Dans la monographie posthume qui lui est consacrée, sous la direction de sa mère, des témoignages de nombreux collègues donnent une idée de cette volonté de coller au plus près de l’action, celle qui soulève la question du jusqu’où aller. Comme le raconte le journaliste centrafricain Pacôme Pabandji : « […] Sans gilet pare-balles, sans équipement de protection, on s’est lancé. On a eu droit à une dizaine de minutes seulement avant un assaut des forces africaines contre les anti-balaka, au-dessus de nos têtes. On était arrivés à 9 heures, et les combats se sont terminés près de trois heures après. À chaque fois que j’ai eu envie de reculer, je voyais passer Camille entre les chars des forces africaines, dans un canal, derrière des arbres, pour trouver les bonnes positions, avoir de bonnes images et se mettre en sécurité. J’étais obligé de la suivre. En moins de quinze minutes, deux grenades ont explosé à quelques centimètres de nous. Camille a même refusé une proposition de ces forces de nous faire sortir de là dans un blindé. Pour me motiver, elle me rappelait que si ça avait été notre jour, on n’aurait pas échappé aux déflagrations des deux grenades… ».

Photo : sans titre et sans date, Camille Lepage, source.
Photo : célébration du deuxième anniversaire de l’indépendance du Soudan du Sud, Juba, 9 juillet 2013, Camille Lepage, page non numérotée.
Photo : sans titre et sans date, Camille Lepage, source.

Il y avait cependant beaucoup plus que ce côté tête brûlée, que cette dépendance à l’adrénaline, nécessaire par ailleurs pour ainsi danser constamment avec la mort.

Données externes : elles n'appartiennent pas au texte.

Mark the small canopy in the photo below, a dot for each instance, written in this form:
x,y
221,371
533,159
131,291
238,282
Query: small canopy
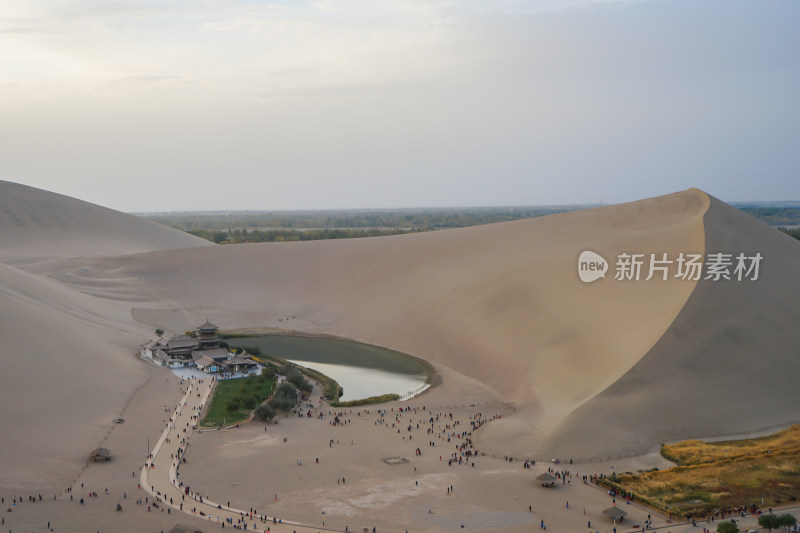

À preuve, comme l’écrit Jonathan Pedneault le 14 mai 2014 dans une lettre hommage à la photographe (nous soulignons) : « Tu me disais qu’il te fallait plus. Qu’il fallait plus d’images. De contenu. Raconter l’histoire en profondeur. Bref, faire ce que nous journalistes, ne faisons plus depuis longtemps. Tu souhaites comprendre. Et plus tu restais sur place – tu étais en Centrafrique depuis octobre 2013, après tout, moins tu comprenais, Mais moins tu te mentais. Parce qu’elle est complexe, la situation. Nous, on la peint en couleurs primaires sans trop faire attention à sa complexité. Mais toi, tu étais tenace. La boule de manioc, les huit, neuf heures de moto, les kalachnikovs AK-47 à tes côtés, la fatigue, la faim, la souffrance qui t’entourait, tu les supportais. Tu les supportais peut-être parce que tu avais cette intime conviction que l’on ne peut réellement raconter que lorsqu’on prend le temps de comprendre. Et tu avais compris que cela ne s’acquiert pas en deux ou trois jours passés sur le terrain. »

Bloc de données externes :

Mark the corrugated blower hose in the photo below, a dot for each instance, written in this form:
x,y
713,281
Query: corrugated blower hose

Dommage que ce parcours d’étoile filante se soit arrêté aussi brusquement, car Camille Lepage savait aussi incroyablement bien saisir la vie à travers son objectif.

Photo : sans titre et sans date, Camille Lepage, source.

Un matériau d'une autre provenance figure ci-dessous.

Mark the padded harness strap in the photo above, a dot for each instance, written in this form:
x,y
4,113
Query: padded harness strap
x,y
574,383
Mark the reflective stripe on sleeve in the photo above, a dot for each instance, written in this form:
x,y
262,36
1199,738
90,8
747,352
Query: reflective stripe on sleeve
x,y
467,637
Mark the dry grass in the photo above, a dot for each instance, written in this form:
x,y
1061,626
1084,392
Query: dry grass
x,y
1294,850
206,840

Photo : au cours de la cérémonie de son mariage, une jeune Nuba marche sous un voile à la rencontre de son mari, tandis que sa famille et ses amies portent son trousseau sur leur tête en chantant des chansons traditionnelles, Monts Nuba, Korfodan du Sud, Soudan, 30 avril 2013, Camille Lepage, page non numérotée.
Photo : étals de bananes provenant d’Ouganda, sur le marché de Konyo Konyo, le plus vieux de Juba, Soudan du Sud, 28 août 2012, Camille Lepage, page non numérotée.